Family Confirms JP Clark’s Death

Family Confirms JP Clark’s Death

By Yinka Olatunbosun

One of Nigeria’s post-independence literary giants and journalists, Prof John Pepper Clark-Bekederemo popularly known as JP Clark is dead.

The late poet and playwright died earlier Tuesday at the age of 85.

His death was disclosed in an official statement jointly signed by Prof C.C Clark and Mr Ilaye Clark on behalf of the family.

The Emeritus Professor of Literature who hailed from Kiagbodo Town, Delta State is famous for many poetry collections and plays including “Song of A Goat.” Clark completed his secondary school education at the Government College, Ughelli before proceeding to the University of Ibadan to study English Language. He was a member of the Mbari Club, a hub for intellectuals and socially-committed writers such as Prof Wole Soyinka, Christopher Okigbo, Chinua Achebe and a host of others.

After his graduation at the University of Ibadan in 1960, he worked as an information officer in the Ministry of Information, in the old Western Region of Nigeria, as features editor of the Daily Express. Much later he became a research fellow at the Institute of African Studies, University of Ibadan and served for several years as a Professor of English at the University of Lagos, retiring in 1980. While at the University of Lagos, he was co-editor of the literary magazine Black Orpheus, a Nigerian-based literary journal founded in 1957 by German expatriate editor, scholar and founder of Mbari Club, Ulli Beier. The magazine was essentially created to rouse artistic consciousness for Anglo-phone and Franco-phone writers.

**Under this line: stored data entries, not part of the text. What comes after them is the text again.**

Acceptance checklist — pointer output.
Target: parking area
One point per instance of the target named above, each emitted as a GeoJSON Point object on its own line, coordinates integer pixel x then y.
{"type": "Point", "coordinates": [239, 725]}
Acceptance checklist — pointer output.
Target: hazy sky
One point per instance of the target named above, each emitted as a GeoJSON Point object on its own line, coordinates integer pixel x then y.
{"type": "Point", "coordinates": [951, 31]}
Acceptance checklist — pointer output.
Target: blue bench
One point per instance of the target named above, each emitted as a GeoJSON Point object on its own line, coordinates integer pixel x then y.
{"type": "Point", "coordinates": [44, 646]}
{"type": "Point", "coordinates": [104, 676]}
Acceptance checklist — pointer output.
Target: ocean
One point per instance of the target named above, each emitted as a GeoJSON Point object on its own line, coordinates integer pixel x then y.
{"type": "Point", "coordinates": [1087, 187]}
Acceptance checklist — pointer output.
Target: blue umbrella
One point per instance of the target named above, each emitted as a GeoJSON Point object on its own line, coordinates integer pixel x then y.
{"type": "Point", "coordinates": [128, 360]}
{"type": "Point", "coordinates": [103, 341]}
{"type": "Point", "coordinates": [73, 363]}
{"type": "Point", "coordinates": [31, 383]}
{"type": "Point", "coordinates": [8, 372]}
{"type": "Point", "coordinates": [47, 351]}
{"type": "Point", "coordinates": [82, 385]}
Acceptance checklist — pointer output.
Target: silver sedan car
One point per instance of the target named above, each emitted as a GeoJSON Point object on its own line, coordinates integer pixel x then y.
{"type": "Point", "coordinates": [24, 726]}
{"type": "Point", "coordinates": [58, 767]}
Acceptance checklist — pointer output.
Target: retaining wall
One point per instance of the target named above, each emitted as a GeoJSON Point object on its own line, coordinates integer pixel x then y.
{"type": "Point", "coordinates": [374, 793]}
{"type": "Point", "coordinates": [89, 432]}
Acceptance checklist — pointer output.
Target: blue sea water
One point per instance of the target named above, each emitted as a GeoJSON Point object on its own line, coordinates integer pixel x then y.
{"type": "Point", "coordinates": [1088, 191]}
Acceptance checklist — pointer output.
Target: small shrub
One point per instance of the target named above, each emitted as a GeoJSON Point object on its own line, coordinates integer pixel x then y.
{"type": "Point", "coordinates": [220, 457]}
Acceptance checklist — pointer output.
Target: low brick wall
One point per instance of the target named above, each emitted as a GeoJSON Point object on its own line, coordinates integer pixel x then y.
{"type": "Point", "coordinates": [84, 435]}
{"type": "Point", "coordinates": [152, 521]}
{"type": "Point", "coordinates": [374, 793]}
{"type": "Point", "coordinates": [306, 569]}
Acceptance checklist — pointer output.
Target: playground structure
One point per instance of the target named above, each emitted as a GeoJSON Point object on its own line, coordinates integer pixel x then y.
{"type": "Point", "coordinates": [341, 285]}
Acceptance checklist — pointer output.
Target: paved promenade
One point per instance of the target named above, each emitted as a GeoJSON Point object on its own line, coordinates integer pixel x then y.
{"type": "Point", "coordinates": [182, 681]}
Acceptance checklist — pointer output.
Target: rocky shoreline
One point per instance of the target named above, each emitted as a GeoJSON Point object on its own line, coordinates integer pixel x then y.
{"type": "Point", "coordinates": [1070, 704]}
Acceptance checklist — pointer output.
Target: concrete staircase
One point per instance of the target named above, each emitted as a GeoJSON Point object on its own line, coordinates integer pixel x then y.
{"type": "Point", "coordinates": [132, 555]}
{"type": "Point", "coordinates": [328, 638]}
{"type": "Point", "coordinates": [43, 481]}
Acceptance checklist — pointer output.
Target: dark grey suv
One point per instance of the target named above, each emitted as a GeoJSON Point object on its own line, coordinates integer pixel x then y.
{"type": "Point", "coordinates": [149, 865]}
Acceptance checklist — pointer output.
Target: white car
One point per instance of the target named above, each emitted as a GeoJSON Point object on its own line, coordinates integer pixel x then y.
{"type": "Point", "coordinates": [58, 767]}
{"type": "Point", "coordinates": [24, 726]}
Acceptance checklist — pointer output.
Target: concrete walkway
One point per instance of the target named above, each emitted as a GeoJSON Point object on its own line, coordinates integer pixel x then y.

As a post-colonial writer, Clark’s works were steeped in themes of violence and protest, institutional corruption, European colonialism and other forms of inhumanity. Clark wove these themes around indigenous African imagery and as well as Western literary tradition.

His poetry works include Casualties: Poems 1966–68 , A Decade of Tongues, State of the Union (1981), Mandela and Other Poems (1988). His plays include the sequels to Song of a Goat namely The Masquerade (1964) and The Raft (1964) which constitute a trilogy. Others are Ozidi (1966) and The Boat (1981).